No se asusten, pero no estén tranquilos, los caminantes se están acercando. Gracias a "The Walking Dead" podemos utilizar este calificativo de "caminantes" al ser humano en su última esencia, cuando la parte más animal de nosotros mismos nos lleva a destrozar al otro, a comernos sus entrañas y no dejarle escapar, en éso nos estamos convirtiendo.

No llevamos carne putrefacta encima. No vestimos con harapos por la calle. No vamos arrastrando los pies y guiándonos por el ruido y el olor. No, nada de eso, pero sí que llevamos otros carteles puestos.

Somos seres que por encima de todo buscamos nuestro propio provecho, pasando por encima de los demás. Pisoteando nuestros valores, nuestra libertad de expresión, pensando que lo que hacemos es lo mejor de todo. Nos mostramos intransigentes con los demás, y no miramos que nos alimentamos del ser humano para que nuestro ego vaya creciendo momento tras momento.

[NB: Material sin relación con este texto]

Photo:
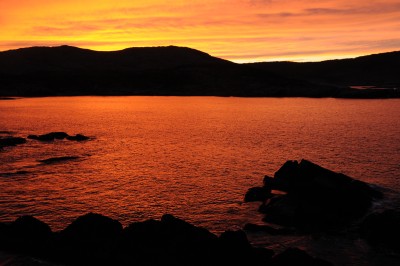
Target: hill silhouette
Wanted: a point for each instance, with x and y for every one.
(67, 70)
(378, 70)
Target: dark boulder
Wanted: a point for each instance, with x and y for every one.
(78, 137)
(11, 141)
(49, 136)
(382, 229)
(235, 249)
(295, 256)
(257, 194)
(170, 241)
(90, 239)
(58, 159)
(316, 197)
(235, 240)
(268, 229)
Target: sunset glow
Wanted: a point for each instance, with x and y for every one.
(237, 30)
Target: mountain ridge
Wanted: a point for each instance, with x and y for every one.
(165, 70)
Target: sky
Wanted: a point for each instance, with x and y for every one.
(237, 30)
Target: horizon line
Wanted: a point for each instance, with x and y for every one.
(239, 61)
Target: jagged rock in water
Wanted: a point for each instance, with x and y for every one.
(257, 194)
(316, 197)
(11, 141)
(295, 256)
(382, 229)
(49, 136)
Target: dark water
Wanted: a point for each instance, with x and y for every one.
(194, 157)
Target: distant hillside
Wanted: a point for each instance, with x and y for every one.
(380, 70)
(66, 70)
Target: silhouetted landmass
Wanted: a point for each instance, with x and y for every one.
(66, 70)
(315, 198)
(94, 239)
(378, 70)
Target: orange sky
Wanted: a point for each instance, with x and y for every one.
(237, 30)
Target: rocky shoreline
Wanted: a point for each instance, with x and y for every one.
(94, 239)
(306, 198)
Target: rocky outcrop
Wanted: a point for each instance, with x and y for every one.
(78, 137)
(49, 136)
(257, 194)
(58, 135)
(11, 141)
(295, 256)
(94, 239)
(315, 198)
(58, 159)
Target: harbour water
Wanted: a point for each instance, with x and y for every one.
(193, 157)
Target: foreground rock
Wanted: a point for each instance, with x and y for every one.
(11, 141)
(94, 239)
(316, 198)
(78, 137)
(49, 136)
(58, 159)
(382, 229)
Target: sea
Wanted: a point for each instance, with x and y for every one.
(195, 158)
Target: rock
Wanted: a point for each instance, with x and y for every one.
(257, 194)
(58, 159)
(170, 241)
(295, 256)
(268, 229)
(382, 229)
(78, 137)
(94, 239)
(26, 234)
(283, 210)
(49, 136)
(268, 182)
(316, 198)
(11, 141)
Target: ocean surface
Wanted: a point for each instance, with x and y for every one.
(193, 157)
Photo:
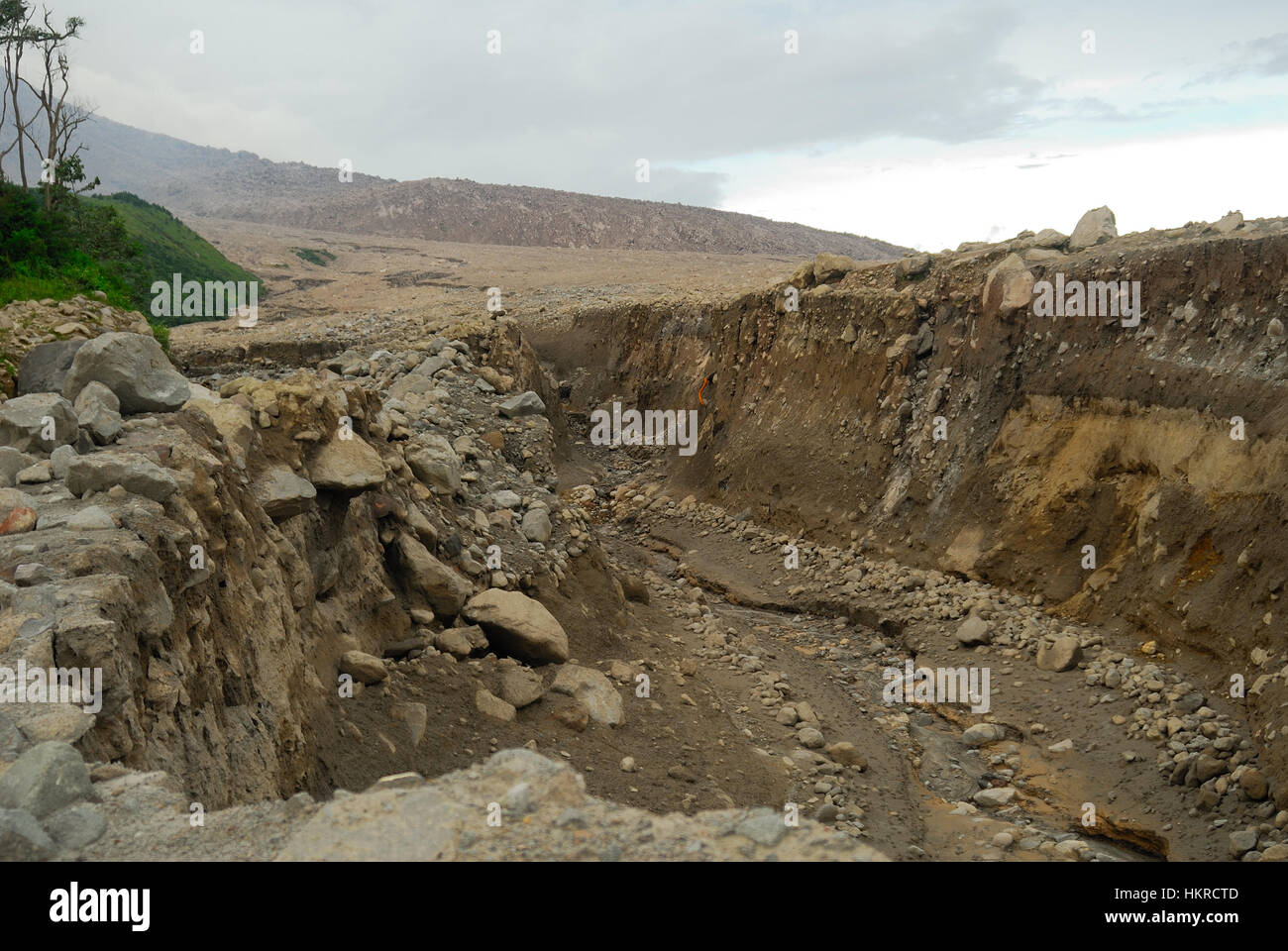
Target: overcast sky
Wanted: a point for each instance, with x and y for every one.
(918, 123)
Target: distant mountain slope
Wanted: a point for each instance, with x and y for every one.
(218, 183)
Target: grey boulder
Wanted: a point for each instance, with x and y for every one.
(134, 368)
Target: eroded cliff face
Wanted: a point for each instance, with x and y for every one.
(219, 564)
(922, 410)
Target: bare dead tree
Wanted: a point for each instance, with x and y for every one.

Estamos deseosos de hallar ese pequeño resquicio por el cual colarnos y salir victoriosos. Arrasamos con todo, y lo peor, arrasamos con todos. Hundimos al hombre hasta verlo convertido en despojos de lo que un día fueron. Da igual quién seas o de dónde vengas; si no te paras acabarás siendo uno de ellos.

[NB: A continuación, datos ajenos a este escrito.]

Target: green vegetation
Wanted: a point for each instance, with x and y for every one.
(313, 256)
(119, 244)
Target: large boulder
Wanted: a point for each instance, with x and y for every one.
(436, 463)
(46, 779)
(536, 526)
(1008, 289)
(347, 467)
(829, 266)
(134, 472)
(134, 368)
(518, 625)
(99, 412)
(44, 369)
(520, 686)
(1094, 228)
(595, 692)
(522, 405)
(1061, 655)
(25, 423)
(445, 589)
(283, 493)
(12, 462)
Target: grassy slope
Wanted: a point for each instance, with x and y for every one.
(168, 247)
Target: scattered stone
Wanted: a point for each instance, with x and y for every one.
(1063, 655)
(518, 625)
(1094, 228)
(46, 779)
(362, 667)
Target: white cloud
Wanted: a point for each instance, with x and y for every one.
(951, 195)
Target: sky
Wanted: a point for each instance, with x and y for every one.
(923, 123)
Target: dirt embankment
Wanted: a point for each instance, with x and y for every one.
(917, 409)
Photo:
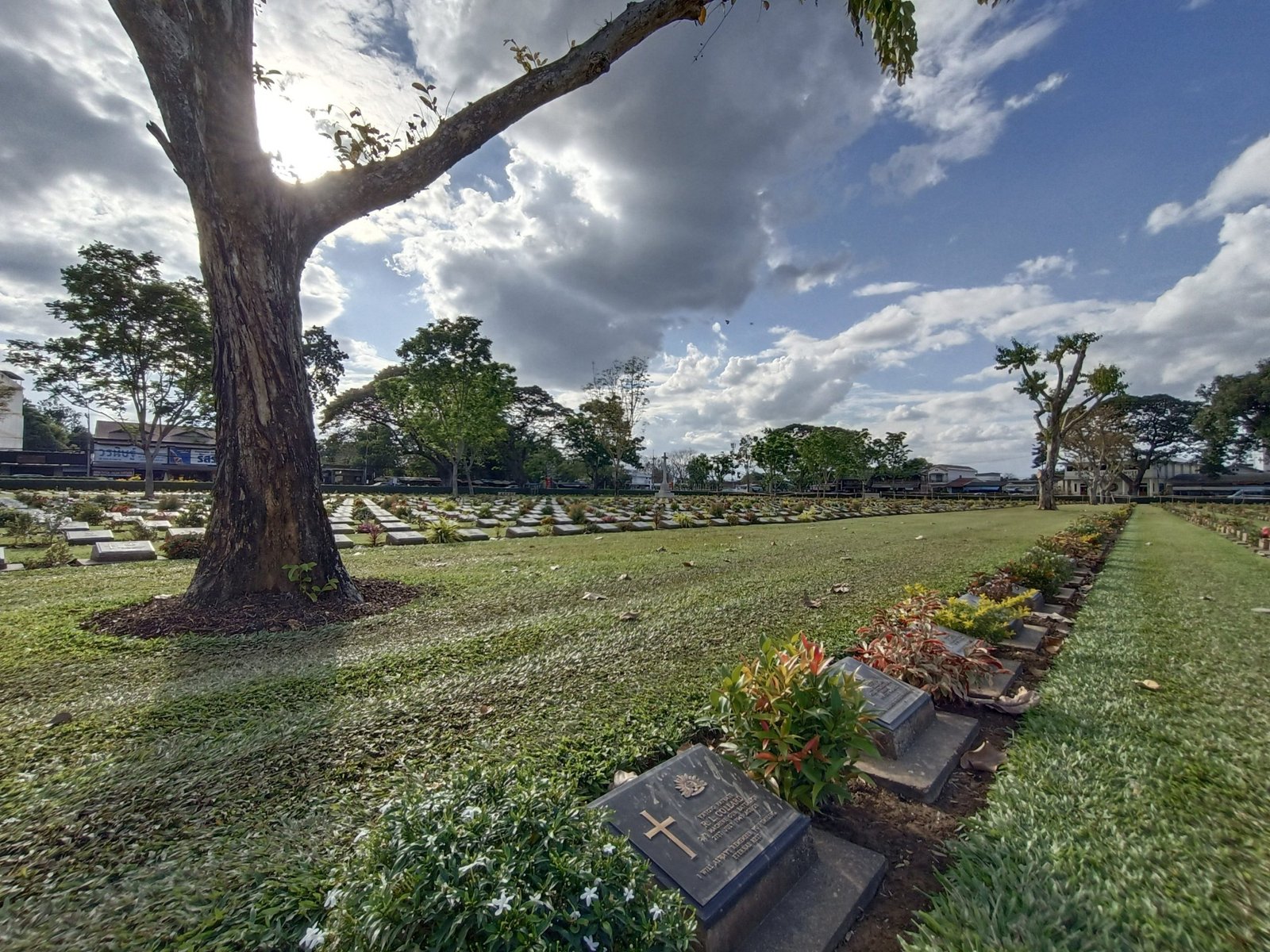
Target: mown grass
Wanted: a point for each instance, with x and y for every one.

Lo más triste es que todos en algún momento de nuestra vida, somos así. No nos importan los problemas, las consecuencias de nuestros actos o el daño que podamos provocar en los seres queridos. Somos seres predecibles en nuestros actos, regresa nuestra parte animal. ¿Cinismo? No, realidad.

No hay nada de disparate en estas letras, estamos construyendo una realidad paralela a la que nos muestran en la serie. Unos intentan salvarse en un mundo en el que temen por su vida. ¿Acaso no realizan eso día a día cientos de personas en este mundo? Personas que no tienen nada, que intentan sobrevivir en un mundo creado al antojo de unos caminantes, que a mi juicio, son mucho peores que los que aparecen en la serie. ¡Tengan cuidado, somos caminantes en ciernes!